Infelizmente, las teorías democráticas referenciadas en la América Latina tienen que ejercer una constante lucha intelectual para ser reconocidas por sus pares. Esto no es novedad, ni en el universo de las ciencias humanas del Continente, y tampoco en lo interno de una parte de la izquierda que es tan eurocéntrica y colonizada en su esencia, como las transnacionales a las cuales combatimos. Además, me atrevo a afirmar que la lucha de ideas y de conceptos-llave es algo tan agresivo como una batalla campal. Rodolfo Walsh decía practicar el “violento oficio de escribir”; Foucault afirma que la “ciencia es algo dolorido y el estudio es también sufrimiento”. Veo la batalla teórica-epistemológica como una parte de nuestra larga guerra de más de 500 años para constituirnos.

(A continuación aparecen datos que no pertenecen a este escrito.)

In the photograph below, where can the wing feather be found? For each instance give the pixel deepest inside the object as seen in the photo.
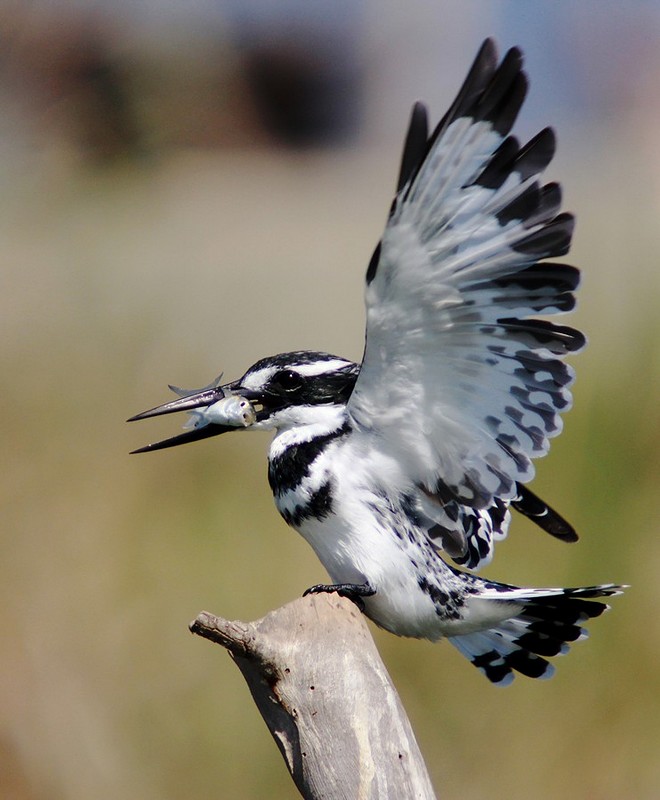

En el caso de una Organización Política, la opción por algunas variables macro-explicativas en detrimento de otras, es de la naturaleza de la acción. Preferir algo es herir, es decir “esto va” “aquello no va”. Parto del principio que hacerlo político está sometido a la dimensión ideológica y que es decir constitutivo, pasando lejos de cualquier tontería de “falsa conciencia” o cualquier tontería del género. La dimensión ideológica se presenta en la motivación de la teoría y de la acción, y al analizar las realidades aparentes (porque son varias en vez de una), implica necesariamente a las elecciones hechas, a las herramientas de análisis elegidas cómo válidas y al el uso de un cuerpo conceptual que sea coherente con los prepuestos teóricos, los métodos de trabajo y el soporte ideológico de los propios militantes.

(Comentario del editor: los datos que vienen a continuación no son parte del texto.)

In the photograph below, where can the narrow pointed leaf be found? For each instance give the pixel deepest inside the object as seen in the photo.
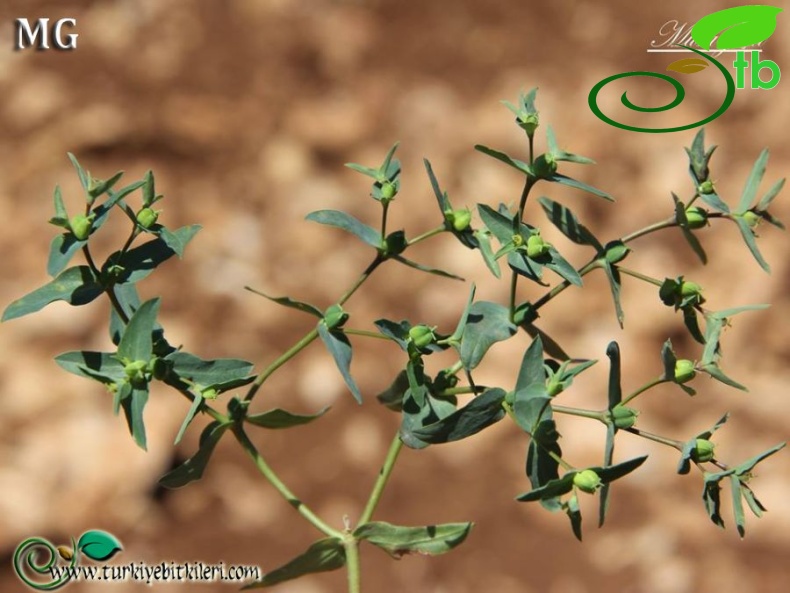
(501, 156)
(324, 555)
(348, 223)
(751, 243)
(486, 324)
(753, 182)
(428, 540)
(480, 413)
(192, 469)
(137, 340)
(279, 418)
(289, 302)
(340, 348)
(565, 220)
(76, 285)
(557, 178)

Estas características, de la relación entre ideología, ideas-guía (doctrina) y teoría no contienen ninguna contradicción o conflicto inherente. Estoy contra toda y cualquier idea de cientificismo, y considero absurda una noción de que exista una conciencia propia de cada clase o sujeto social. Eso es tonterías. La conciencia se forja de acuerdo con las identidades, las opciones, las luchas vividas, y por el tipo de aprendizaje político-pedagógico que un sector o conjunto de sectores de clase oprimida hayan pasado y sufrido. Los valores esenciales de la libertad, de la diversidad, de la igualdad de derechos y condiciones básicas de vida, necesitan de una teoría política que juegue para acumular fuerzas en el rumbo de una democracia política de base libertaria y que sea complementado por un modo de producción autogestionario.

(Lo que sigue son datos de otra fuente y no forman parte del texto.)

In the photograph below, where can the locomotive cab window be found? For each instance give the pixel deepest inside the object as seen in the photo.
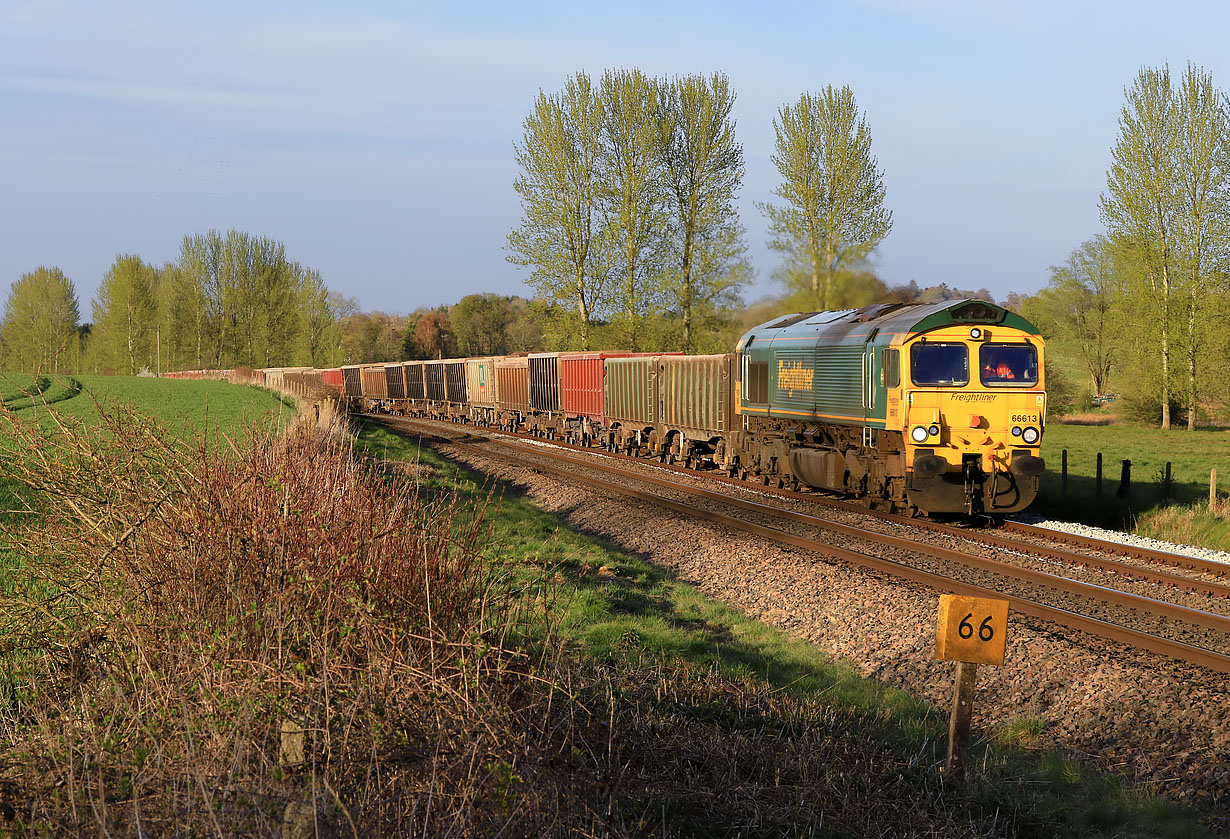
(1009, 364)
(946, 364)
(892, 368)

Para crear un camino que radicalice la lucha popular y la libertad

Todo lo expuesto arriba también implica que los militantes produzcan una cultura para su desarrollo en el cambio social propuesto. Pasa también por determinados cambios de comportamiento, la internalización del proyecto y la convicción en el estilo de trabajo (proceso y comportamiento militante). Un proceso de radicalización democrática y de construcción de poder popular tiene como condición de existencia que su dirección sea de abajo para arriba y no a la inversa. De ese abajo y ese arriba, no significa jerarquía, pero sí instancias organizativas sociales, hechas por el pueblo mismo (base de la pirámide social), por los de abajo, por los que resisten, crean y buscan formas organizativas para defenderse.